Eric stood in back of the theater and listlessly watched the last offering, Lost in the Wilderness. The movie was about a Japanese mountain climber who was the first man to reach the North Pole by himself. No fight scenes and half of the story was about the man’s wife, stuck at home.

There were only about twenty people in the theater, which was actually more than usual on a weeknight.

In the back row near the door, there was a low rumble of voices that got louder and louder. Eric couldn’t understand the argument because it, like the movie, was in Japanese.
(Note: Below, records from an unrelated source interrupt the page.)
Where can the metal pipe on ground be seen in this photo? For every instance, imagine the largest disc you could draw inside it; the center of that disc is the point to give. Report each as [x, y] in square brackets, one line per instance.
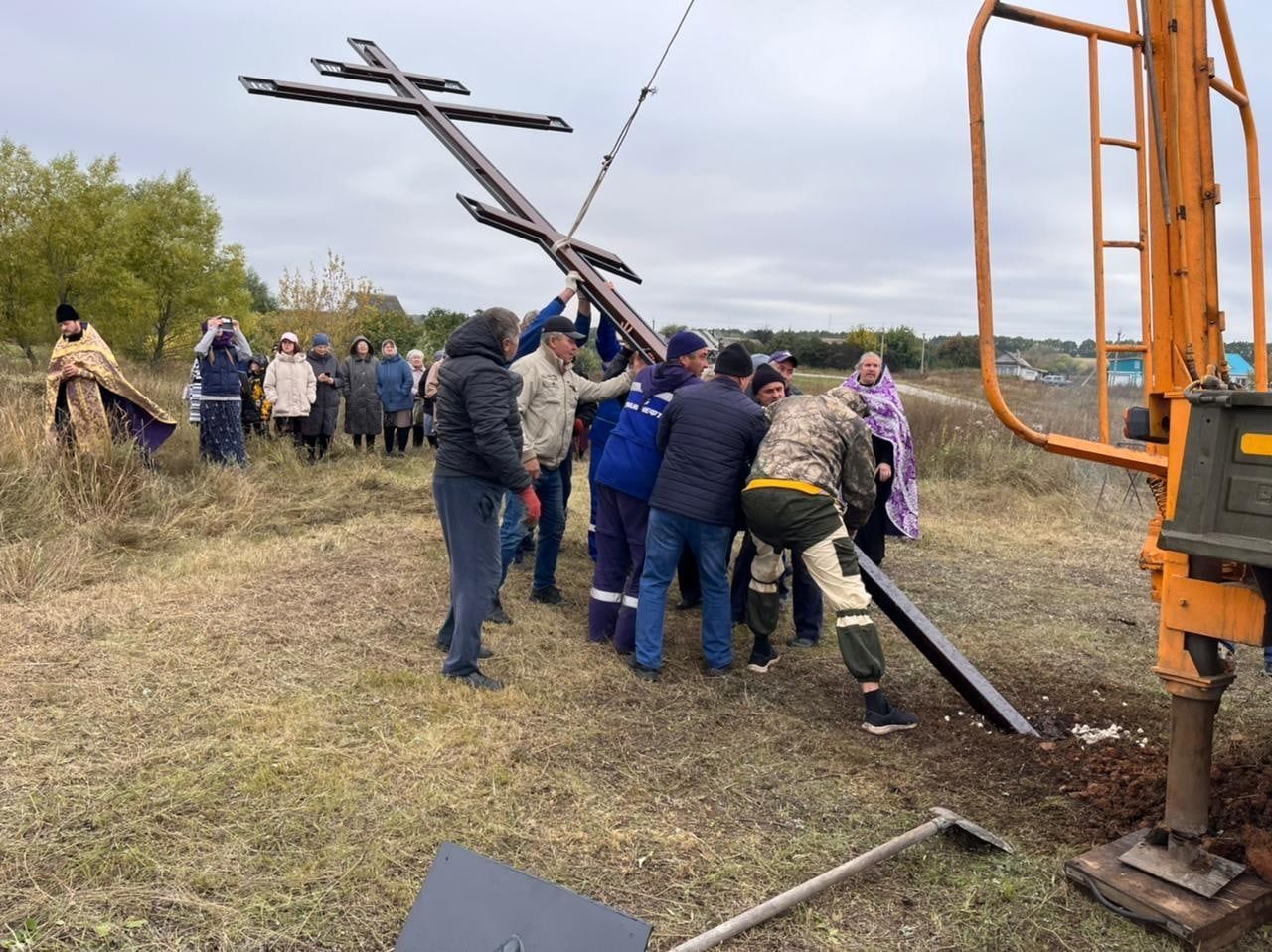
[944, 821]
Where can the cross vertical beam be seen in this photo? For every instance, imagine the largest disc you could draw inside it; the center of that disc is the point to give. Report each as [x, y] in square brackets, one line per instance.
[518, 216]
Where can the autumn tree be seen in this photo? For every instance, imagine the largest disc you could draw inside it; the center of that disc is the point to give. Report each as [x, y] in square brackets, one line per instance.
[327, 300]
[175, 253]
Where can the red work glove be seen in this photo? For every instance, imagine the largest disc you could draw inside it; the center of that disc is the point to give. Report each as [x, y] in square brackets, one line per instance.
[532, 506]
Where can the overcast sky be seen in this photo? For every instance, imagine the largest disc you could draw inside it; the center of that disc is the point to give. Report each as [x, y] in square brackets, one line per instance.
[803, 164]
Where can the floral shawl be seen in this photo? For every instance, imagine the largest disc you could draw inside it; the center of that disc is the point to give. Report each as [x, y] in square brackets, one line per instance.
[886, 421]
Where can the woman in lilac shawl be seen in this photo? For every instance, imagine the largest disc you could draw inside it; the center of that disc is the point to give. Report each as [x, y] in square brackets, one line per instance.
[895, 511]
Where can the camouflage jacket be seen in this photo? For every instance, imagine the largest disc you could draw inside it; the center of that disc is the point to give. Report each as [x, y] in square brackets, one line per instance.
[822, 440]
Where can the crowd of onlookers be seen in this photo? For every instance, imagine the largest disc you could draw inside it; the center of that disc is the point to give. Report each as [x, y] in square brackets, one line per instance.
[236, 394]
[685, 453]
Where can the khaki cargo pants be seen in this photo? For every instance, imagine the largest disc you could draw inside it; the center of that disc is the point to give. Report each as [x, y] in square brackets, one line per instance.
[811, 525]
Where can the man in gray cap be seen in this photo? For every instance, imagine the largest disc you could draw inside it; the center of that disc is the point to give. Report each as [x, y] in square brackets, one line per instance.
[551, 393]
[785, 363]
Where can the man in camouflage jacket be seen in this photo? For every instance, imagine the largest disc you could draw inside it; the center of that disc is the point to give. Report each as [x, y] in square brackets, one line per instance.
[817, 462]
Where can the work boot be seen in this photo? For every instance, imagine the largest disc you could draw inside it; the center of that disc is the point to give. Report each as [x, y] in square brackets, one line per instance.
[484, 652]
[643, 672]
[548, 596]
[881, 717]
[762, 658]
[478, 680]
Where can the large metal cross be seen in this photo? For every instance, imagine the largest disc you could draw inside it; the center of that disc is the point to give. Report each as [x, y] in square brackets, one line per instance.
[518, 216]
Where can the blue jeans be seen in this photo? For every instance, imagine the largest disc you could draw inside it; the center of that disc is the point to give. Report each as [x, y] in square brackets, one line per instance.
[548, 488]
[805, 596]
[468, 509]
[710, 544]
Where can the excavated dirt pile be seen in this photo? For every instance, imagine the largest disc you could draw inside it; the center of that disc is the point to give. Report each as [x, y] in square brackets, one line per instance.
[1127, 788]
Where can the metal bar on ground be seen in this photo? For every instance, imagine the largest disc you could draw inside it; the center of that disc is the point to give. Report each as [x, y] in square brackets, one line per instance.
[934, 645]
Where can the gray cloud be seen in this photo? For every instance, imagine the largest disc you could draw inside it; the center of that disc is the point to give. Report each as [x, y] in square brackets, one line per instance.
[802, 164]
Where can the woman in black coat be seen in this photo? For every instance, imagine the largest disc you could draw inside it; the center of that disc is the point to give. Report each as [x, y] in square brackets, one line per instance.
[319, 426]
[363, 410]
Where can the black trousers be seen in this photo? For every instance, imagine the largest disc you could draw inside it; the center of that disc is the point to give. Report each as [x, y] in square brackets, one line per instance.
[400, 435]
[317, 445]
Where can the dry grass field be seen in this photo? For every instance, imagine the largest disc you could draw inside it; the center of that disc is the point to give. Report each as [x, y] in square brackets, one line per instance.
[224, 728]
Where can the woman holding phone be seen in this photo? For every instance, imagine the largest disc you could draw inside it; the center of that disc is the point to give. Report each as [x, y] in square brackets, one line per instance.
[221, 399]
Two men were fighting and before Eric could let his boss know, Sab burst in with the janitor, Moe, who sometimes played security guard.

“You, out!” Sab yelled.

Before they could collect themselves, Moe ushered the men out of their seats.

Eric, captivated by the men more than the movie, went out the other door to follow their activities in the lobby. One was a clean-cut Asian man wearing a fresh-pressed collared shirt and a sports jacket. The other one was smaller with wild, angry eyes. For a full second those eyes met Eric’s. He averted his gaze, hoping not to draw attention to himself. But it was too late. Both men were pushed out the door by Moe and they stalked off in different directions.

The lights went up shortly afterward, with a few of the white moviegoers clapping to commemorate the Kokusai Theatre’s long history in the neighborhood. Several of the Japanese customers stayed back to offer their appreciation to Sab.